The chance of seeing a snow-covered Denmark at Christmas is slim, not just this year but for many to come, according to meteorologists.

Why white Christmases are becoming rare in Denmark
Aalborg on December 26th, 2011. Photo: Henning Bagger/Ritzau Scanpix

The Danish Meteorological Institute (DMI) has updated its prognoses for the country’s climate for the rest of this century.

A general temperature increase of 3.5 degrees Celsius is predicted if CO2 emissions remain at current levels.

That will result in fewer sub-zero days during the winter. The current average of 80 days each year with sub-zero temperatures will fall to 30 days, according to senior DMI climate researcher Rasmus Anker Pedersen.

“The probability of snowfall will be reduced, as will the probability that the snow will settle when it falls. So overall, white Christmases will become even more seldom,” Pedersen said.

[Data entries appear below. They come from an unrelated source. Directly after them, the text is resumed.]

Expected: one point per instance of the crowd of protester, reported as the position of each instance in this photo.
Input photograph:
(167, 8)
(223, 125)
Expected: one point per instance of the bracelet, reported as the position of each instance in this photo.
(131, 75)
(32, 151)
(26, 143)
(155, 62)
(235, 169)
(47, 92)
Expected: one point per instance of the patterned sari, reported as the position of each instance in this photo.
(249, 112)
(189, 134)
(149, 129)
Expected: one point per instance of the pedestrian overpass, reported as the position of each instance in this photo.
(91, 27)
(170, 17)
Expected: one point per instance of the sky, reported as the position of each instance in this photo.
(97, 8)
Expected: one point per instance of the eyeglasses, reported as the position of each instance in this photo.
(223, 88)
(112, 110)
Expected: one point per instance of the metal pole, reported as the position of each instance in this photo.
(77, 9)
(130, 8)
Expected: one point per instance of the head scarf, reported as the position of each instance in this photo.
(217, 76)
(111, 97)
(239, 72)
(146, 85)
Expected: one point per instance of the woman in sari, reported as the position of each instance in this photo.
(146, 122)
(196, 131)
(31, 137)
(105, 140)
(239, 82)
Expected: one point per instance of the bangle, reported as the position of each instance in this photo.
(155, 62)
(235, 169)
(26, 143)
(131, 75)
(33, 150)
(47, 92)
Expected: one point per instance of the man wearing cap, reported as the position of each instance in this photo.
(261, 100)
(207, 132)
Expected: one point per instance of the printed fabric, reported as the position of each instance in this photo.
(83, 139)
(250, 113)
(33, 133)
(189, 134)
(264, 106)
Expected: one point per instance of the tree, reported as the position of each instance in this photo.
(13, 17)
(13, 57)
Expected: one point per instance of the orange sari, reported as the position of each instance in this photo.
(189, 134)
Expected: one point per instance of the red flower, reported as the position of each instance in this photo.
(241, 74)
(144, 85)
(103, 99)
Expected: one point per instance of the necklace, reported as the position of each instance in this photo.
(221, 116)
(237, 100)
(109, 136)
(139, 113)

“When frost disappears it also means that the season in which you can expect to be able to grow crops will be significantly longer. At the moment it’s 8 months, but it could increase to 11 months,” he added.

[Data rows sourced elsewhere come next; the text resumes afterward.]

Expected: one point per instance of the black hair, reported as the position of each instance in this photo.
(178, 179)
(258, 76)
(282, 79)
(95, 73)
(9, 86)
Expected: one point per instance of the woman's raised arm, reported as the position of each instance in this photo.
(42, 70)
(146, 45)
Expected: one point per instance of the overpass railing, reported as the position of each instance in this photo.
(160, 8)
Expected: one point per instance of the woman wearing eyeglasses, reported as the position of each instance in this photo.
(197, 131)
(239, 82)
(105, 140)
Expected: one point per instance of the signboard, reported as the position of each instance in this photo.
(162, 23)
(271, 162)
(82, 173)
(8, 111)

The warmest summer days will increase from 29 degrees to 33 degrees, according to the DMI long term prognosis. Heat waves will become more commonplace and summer rainfall will be more likely to take the form of thunderstorms.

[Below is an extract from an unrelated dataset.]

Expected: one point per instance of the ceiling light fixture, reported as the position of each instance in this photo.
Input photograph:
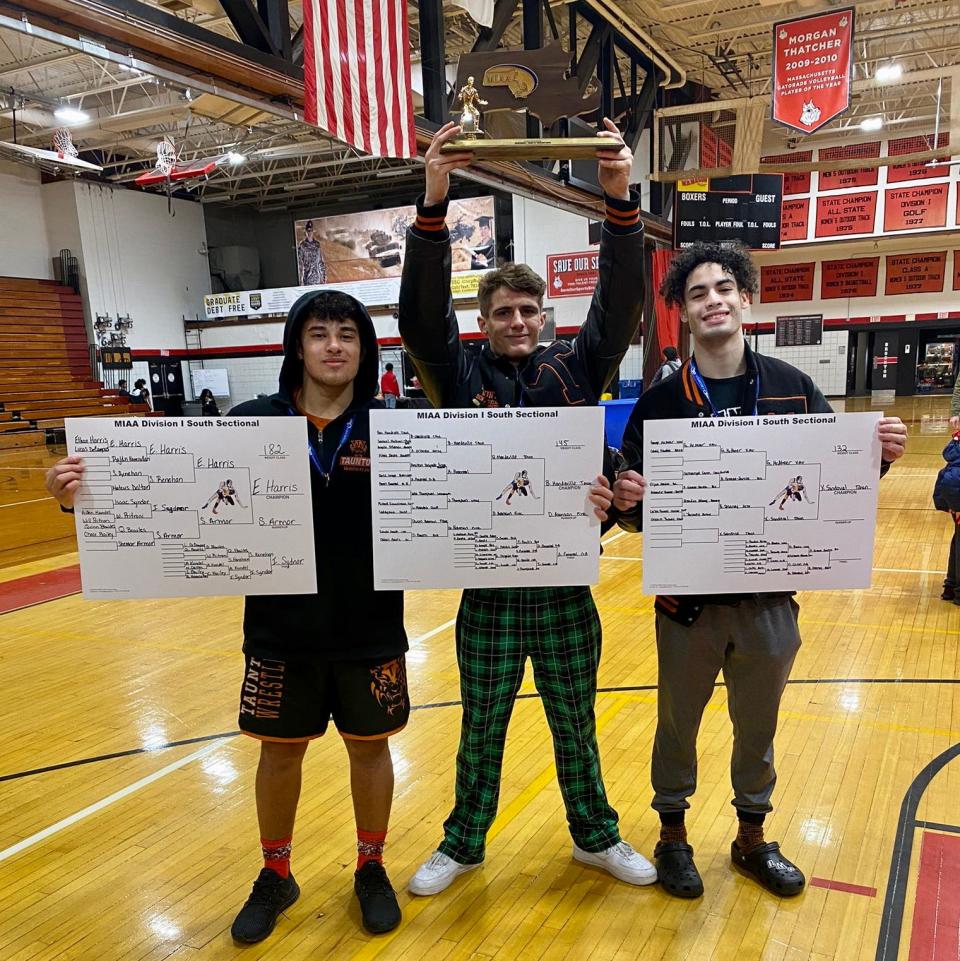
(888, 73)
(68, 114)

“We are looking at a marked increase in heavy rainfall and up to 70 percent more downpours. That could mean that rain will not be taken up by the soil in the same way as if it rains more evenly,” Pedersen said.

Major floods, which currently occur around once every two decades, could become as frequent as biannual occurrences, according to DMI.

The meteorological prognoses can be used as a resource by local authorities that need to account for climate changes in city development plans.

“But it could also be used as a motivation to reduce CO2 admissions,” Pedersen said, noting that several scenarios using different projected CO2 admission levels had been mapped out by the agency.